I'm from Canada. I think I was a cat lover from birth. You can hardly find a picture of me as a toddler without seing a cat around.

Up until 2 years ago, I always had domestic cats. I still do. I have 4 domestics cats ( all females) and all were rescued. They all have different purrsonalities, ranging from hyper cuddly to the more aloof type. It's all fine with me. I take them as they come. They all seem to have recognized my home as a refuge. Some of them went through a rough patch before they landed in my home. I'm proud to say that the loving care seems to have erased all the bad experiences from their mind. They are all well socialized and laid-back ( and fat  )

I don't know what triggered the idea but 2 years ago I decided that I would like to show a cat. I didn't know anything about the show ring but the breeder where I bought my Persian introduced me to this new world. I had a ball....and the wheels were set in motion. I realized that my passion for cats could me more than a mere hobby.

This summer I got a European Burmese female. She was purchased with the breeder who sold me my Persian. We developped a solid friendship and we both fell in love with the European Burmese. I didn't want to get into a breeding programm on my own and my friend had already a lot to do with her own Persian breeding programm. So we decided the best way to do it would be to do it together.The female was followed by a male. We are now in the process of getting new kittens from abroad to set the base of our breeding programm. We intend to keep the cattery small because we both believe that it is best to raise the kittens underfoot. It is NOT A kitty mill operation, and it will never be.


----------



## DesnBaby (Apr 18, 2004)

Welcome to the forum, your cats are lovely!


----------



## Jeanie (Jun 18, 2003)

Welcome, Feydora! Enjoy the forums.  I used to show Collie dogs, and it was great fun! I have a Siamese and a Balinese. I'm sure your kittens will be adorable. The Burmese are beautiful cats!


----------



## kitkat (Sep 22, 2003)

Cat shows are so fun, I bet being in one would be even funner. Enjoy the forum Feydora and good luck with the breeding :wink:


----------



## estelle58 (Feb 28, 2006)

Welcome to Cat Forum neighbor...


----------



## Feydora (Dec 21, 2006)

Goods news! After months of negociation, three European burmese will join the family. They come straight from Australia. Here they are:

2 females ( a lilac and a chocolate tortie):

The lilac princess:










The chocolate tortie ( what a catitude! Is it me or she is flipping the bird? :lol: )
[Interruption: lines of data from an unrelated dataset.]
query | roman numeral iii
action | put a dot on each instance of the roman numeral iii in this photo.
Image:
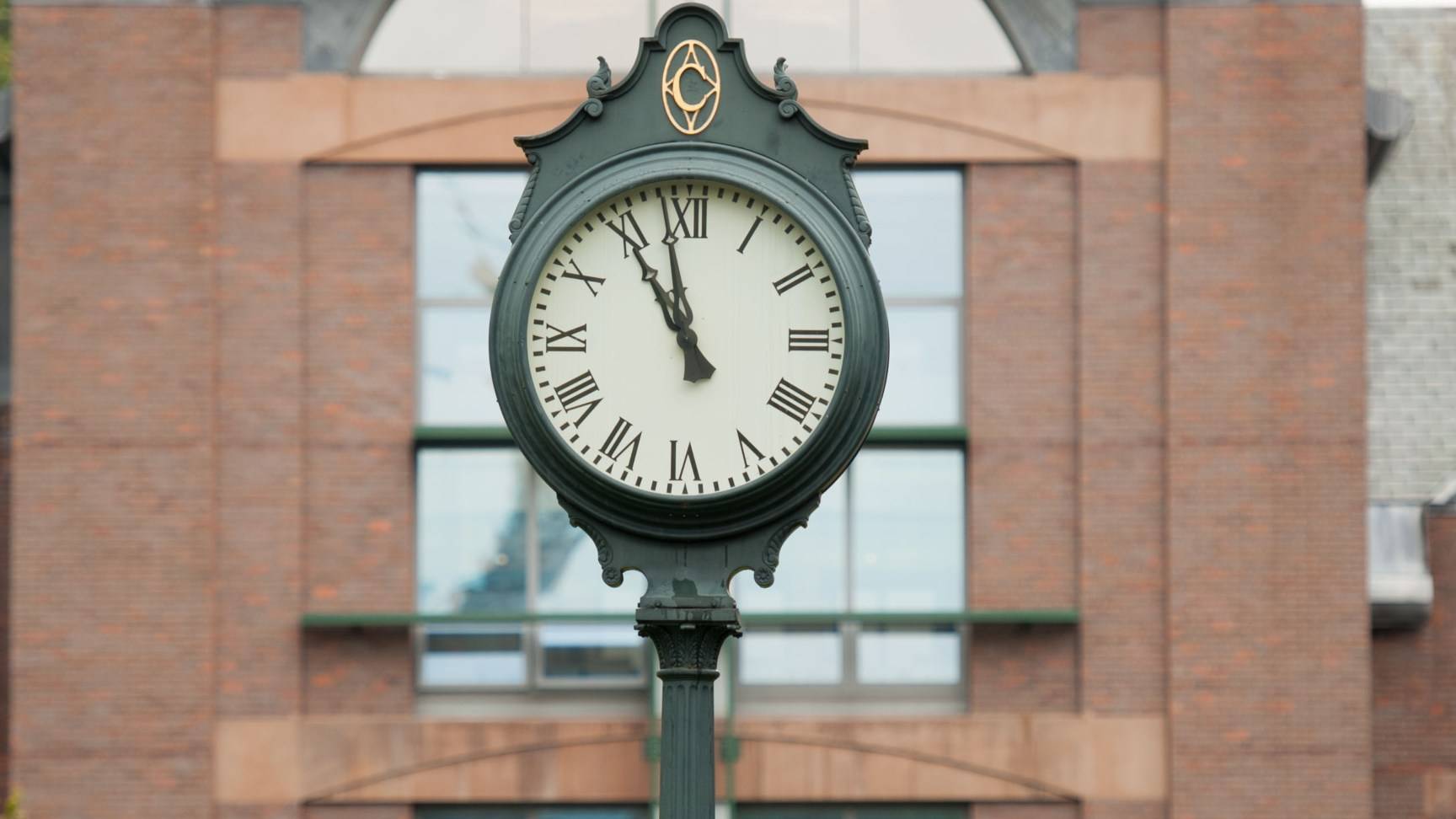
(618, 442)
(791, 401)
(571, 340)
(808, 341)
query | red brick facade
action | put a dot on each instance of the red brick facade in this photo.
(1164, 372)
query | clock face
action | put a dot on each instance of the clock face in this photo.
(686, 337)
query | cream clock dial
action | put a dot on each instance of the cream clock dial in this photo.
(686, 337)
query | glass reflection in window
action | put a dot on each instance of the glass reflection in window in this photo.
(460, 231)
(472, 529)
(907, 521)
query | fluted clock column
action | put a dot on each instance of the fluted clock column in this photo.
(688, 645)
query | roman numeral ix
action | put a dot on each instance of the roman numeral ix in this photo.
(571, 340)
(575, 395)
(791, 401)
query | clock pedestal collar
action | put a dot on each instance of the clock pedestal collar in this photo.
(688, 614)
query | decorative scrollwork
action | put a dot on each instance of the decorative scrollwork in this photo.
(763, 576)
(610, 575)
(782, 82)
(688, 646)
(519, 217)
(600, 83)
(861, 217)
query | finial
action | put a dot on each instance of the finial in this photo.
(602, 80)
(784, 82)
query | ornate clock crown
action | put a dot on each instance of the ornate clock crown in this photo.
(688, 70)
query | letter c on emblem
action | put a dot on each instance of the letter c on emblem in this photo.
(686, 63)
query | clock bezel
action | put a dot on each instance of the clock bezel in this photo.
(801, 477)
The brown prince ( the youngest of the three)


----------



## morea (Feb 8, 2005)

how incredibly adorable! Thanks for sharing, and a belated welcome from a displaced NYer living in Quebec.


----------



## DesnBaby (Apr 18, 2004)

They are cute kitties!


----------



## loveshobbits (Dec 11, 2006)

Welcome to the group!! Your cats are lovely and the showing and breeding must be so exciting. I'm also from Canada and have three Cornish Rex, the latest, a three month old Christmas present from my hubby, and one DSH rescue.

Michelle


----------